Text Classification tutorial without frozen layers


I tried the tutorial notebook on Text Classification. It works well. However, I don’t understand if I don’t freeze any layer, there will be a problem in training step. More specifically:

/usr/local/lib/python3.7/dist-packages/opacus/optimizers/optimizer.py in clip_and_accumulate(self)
    397             g.view(len(g), -1).norm(2, dim=-1) for g in self.grad_samples
    398         ]
--> 399         per_sample_norms = torch.stack(per_param_norms, dim=1).norm(2, dim=1)
    400         per_sample_clip_factor = (self.max_grad_norm / (per_sample_norms + 1e-6)).clamp(
    401             max=1.0

RuntimeError: stack expects each tensor to be equal size, but got [8] at entry 0 and [1] at entry 

Any idea ? Thanks

Hello @long21wt

Thank you for reporting this. This is likely a bug in our tutorial. Do you mind sending us your full stack error, along with our template Colab and post here the link?
Please paste your colab link here. Remember: SET IT TO PUBLIC :slight_smile:

Thank you. Here is the link:

As far as I know, it seems like you would need to modify forwarding method of BERT ( lxuechen/private-transformers: make differentially private training of transformers easy (github.com))
And Roberta works out of the box with opacus in other experiments.

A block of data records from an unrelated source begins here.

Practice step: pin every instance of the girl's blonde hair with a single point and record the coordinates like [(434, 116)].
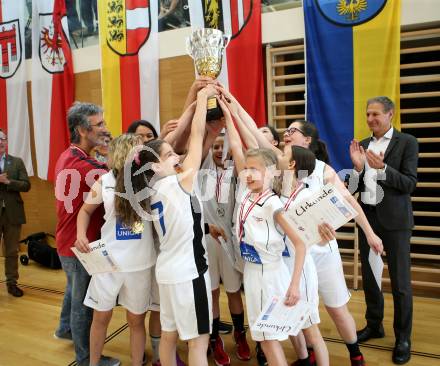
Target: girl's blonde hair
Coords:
[(119, 150), (269, 158)]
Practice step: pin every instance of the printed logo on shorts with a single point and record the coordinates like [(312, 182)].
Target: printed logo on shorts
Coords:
[(249, 253), (124, 233)]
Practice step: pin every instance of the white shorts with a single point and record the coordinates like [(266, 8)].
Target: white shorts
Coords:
[(220, 266), (130, 289), (262, 281), (239, 262), (186, 307), (154, 292), (331, 281), (308, 286)]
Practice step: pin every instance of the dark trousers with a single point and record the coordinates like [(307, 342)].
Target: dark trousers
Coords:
[(11, 236), (397, 247)]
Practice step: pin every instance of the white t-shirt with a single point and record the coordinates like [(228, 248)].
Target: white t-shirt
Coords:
[(179, 225), (217, 187), (315, 182), (302, 194), (261, 242), (131, 251)]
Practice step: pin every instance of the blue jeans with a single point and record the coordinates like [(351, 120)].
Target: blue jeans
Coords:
[(74, 314)]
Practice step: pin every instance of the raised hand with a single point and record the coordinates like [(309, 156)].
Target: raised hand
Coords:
[(357, 155), (374, 160)]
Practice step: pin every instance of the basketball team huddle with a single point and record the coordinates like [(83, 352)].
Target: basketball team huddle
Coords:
[(173, 207)]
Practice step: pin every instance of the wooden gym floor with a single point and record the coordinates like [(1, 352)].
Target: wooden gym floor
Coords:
[(27, 325)]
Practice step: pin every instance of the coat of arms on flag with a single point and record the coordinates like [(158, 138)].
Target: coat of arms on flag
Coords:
[(10, 45), (51, 44), (128, 25), (230, 17)]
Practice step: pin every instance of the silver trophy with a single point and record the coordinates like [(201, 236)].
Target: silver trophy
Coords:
[(206, 47)]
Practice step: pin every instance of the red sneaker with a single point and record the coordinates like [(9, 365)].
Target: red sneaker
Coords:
[(358, 361), (243, 352), (179, 362), (221, 358), (312, 357)]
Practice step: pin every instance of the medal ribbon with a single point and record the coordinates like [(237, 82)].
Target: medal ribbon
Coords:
[(242, 219), (218, 187), (293, 195)]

Thanks for creating this. We are looking into this!


After a while, I’m back to this issue. By printing the model’s parameters:

for n, p in model.named_parameters():
    print("{:50s} {}".format(n, list(p.grad_sample.shape) if hasattr(p, "grad_sample") else None))

I found the position_embeddings cause the problem to the optimizer, do you have any idea to fix this ?

_module.bert.embeddings.word_embeddings.weight     [7, 28996, 768]
_module.bert.embeddings.position_embeddings.weight [1, 512, 768]
_module.bert.embeddings.token_type_embeddings.weight [7, 2, 768]
_module.bert.embeddings.LayerNorm.weight           [7, 768]
_module.bert.embeddings.LayerNorm.bias             [7, 768]

I will try to take a look. In the meantime, I believe that functorch can alleviate the issue because it computes per-sample gradients in a different way (using the “no_op” version of the grad sample module, see e.g. opacus/cifar10.py at main · pytorch/opacus · GitHub)